И я — сопля.
Два лета по нему сохла, правда, как-то странно. Я не могла позволить себе быть несчастной влюбленной, хотя моя страсть так и осталась тайной для всех. И назначила одного из парней — он мне не нравился вообще — быть моим. Просто ткнула в него пальцем, он не возражал. Это было очень смешно: мы вместе слонялись по деревне, типа — пусть он знает, что у меня есть парень! А мы даже не целовались. Хотя — стоп! В отместку решила пойти и на это. Я вообще всегда действую напором: ах, они целуются, чем я хуже?! Опять дала команду «своему» парню, он был моего возраста:
— Все! Учимся целоваться! Так надо!
— Ну давай!
Мы как-то прикольно тыкались- тыкались: «Не так, ну не так же!»
В общем, поцеловались как сумели. Не понравилось.
«А! — меня осенила догадка. — Может, мне не понравилось целоваться с этим?» Я решила проверить не откладывая и ринулась на дискотеку ловить предмет моих любовных переживаний. Тот уже давно не встречался с сестрой, гулял с другими — он же «плохой парень». Залила нахальные глаза самогоном для храбрости и, наклонив голову, как норовистый молодой бычок на тореадора, ринулась по диагонали через весь деревенский танцпол прямо к нему:
— Привет! Дай сигаретку! — а я вообще не курила.
— О, малыш, привет! — потрепал он пьяненькую соплячку за челку буквально там, где должны быть рога.
Я смачно, по-взрослому, затянулась первый раз в жизни и, потянувшись на мысочках, поцеловала его. Он: «Ладно-ладно, малыш. Подрасти».
Дорасти до него мне не удалось ни в прямом, ни в переносном смысле, так и осталась — полтора метра с кепкой и с двумя нелепыми поцелуями в личном багаже. Очевидно, поставленные опыты меня не впечатлили, потому что я вдруг вспомнила, что не хочу взрослеть, хочу еще побыть ребенком, разжаловала бедного мальчишку, лишив его звания «своего», и снова наложила табу на влюбленности, надолго. Мне нужно было копить энергию для осуществления своей главной цели.
Точно знаю, если б не папа — не быть мне актрисой. Папа меня не просто родил, он меня формировал, лепил, как Пигмалион Галатею. Он очень талантливый художник и музыкант-самоучка, владеет почти всеми музыкальными инструментами.
Дочку же решил отдать в руки специалистов. Профессионалы в музыкальной студии прервали мою карьеру в самом начале: «Голос громкий, но противный». Певицы из меня, как мечтал папа, не вышло. Что ж, он открыл другие двери, соседние, оказалось — театральная студия. Я к этому времени выиграла городской конкурс чтецов, и меня взяли сразу и в старшую группу. Все вышло как бы случайно — в одиннадцать лет я оказалась в компании взрослых интересных людей, которые уже работали. Ну, скажите, какой мне интерес в моих сверстниках?!
В этом возрасте я читала Михаила Чехова не потому что была вундеркиндом, а потому что папа подсовывал.
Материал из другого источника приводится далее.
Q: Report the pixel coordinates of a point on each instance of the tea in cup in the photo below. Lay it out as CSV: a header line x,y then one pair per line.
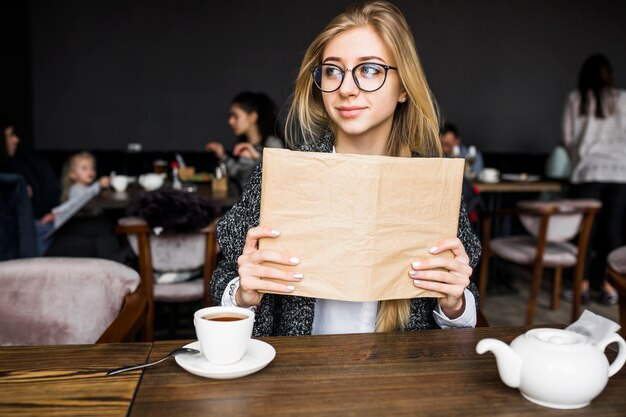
x,y
119,182
224,333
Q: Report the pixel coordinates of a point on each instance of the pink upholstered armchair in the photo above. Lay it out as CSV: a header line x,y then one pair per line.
x,y
551,225
69,301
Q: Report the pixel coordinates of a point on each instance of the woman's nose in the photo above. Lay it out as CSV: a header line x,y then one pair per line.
x,y
348,86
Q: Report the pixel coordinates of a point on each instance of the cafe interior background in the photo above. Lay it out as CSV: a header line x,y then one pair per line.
x,y
101,76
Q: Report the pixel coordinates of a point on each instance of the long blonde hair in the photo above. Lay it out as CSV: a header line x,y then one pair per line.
x,y
69,167
415,127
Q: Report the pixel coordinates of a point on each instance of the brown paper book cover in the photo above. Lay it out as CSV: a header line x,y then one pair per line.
x,y
358,221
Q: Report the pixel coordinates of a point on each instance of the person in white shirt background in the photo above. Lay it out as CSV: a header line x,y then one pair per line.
x,y
360,90
594,133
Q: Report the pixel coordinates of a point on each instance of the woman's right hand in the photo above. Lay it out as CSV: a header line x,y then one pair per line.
x,y
217,148
252,274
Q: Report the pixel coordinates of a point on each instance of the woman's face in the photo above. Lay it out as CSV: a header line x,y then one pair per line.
x,y
360,115
84,171
11,140
240,121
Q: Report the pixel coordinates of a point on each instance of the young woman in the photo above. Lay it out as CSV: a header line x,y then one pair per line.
x,y
360,90
594,132
253,119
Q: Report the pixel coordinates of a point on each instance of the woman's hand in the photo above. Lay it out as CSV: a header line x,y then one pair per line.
x,y
217,148
246,150
252,273
451,281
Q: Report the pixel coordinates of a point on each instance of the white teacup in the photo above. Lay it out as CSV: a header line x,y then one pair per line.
x,y
119,182
489,175
224,333
151,182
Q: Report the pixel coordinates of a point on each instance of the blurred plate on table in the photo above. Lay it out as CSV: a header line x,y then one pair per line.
x,y
201,177
522,177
Прочла кучу книг, смотрела старые, шестидесятых годов, черно-белые еще спектакли «Современника», МХАТа.
Я училась у этих актеров. Впечатлилась историей Раневской про то, как у нее умер брат, когда ей было пять лет. Фаина Георгиевна подошла к зеркалу, сдернула покрывало, заплакала и смотрела, какая она, когда плачет. Стала тренироваться. О-па! — и у меня получилось! Как у великой актрисы!
Нет, до развода родителей трагедий в моей жизни не было. Но я с интересом наблюдала за чужими. Похороны в деревне совсем не то, что в городе. Там если кто помер, провожают все. Карачи — старая деревня, традиции блюдут, потому похороны пышные, торжественные, с размахом, с бабками-плакальщицами. Помню, погибла девушка моего брата вместе с мамой и сестрой: телега упала в озеро и их сверху задавило сеном. Трагедия. И вот я будто вижу себя со стороны, как в кино: захожу в избу, путаясь в ногах и юбках, пробираюсь сквозь толпу плачущих людей, на трех сдвинутых кроватях — три женщины, три тела.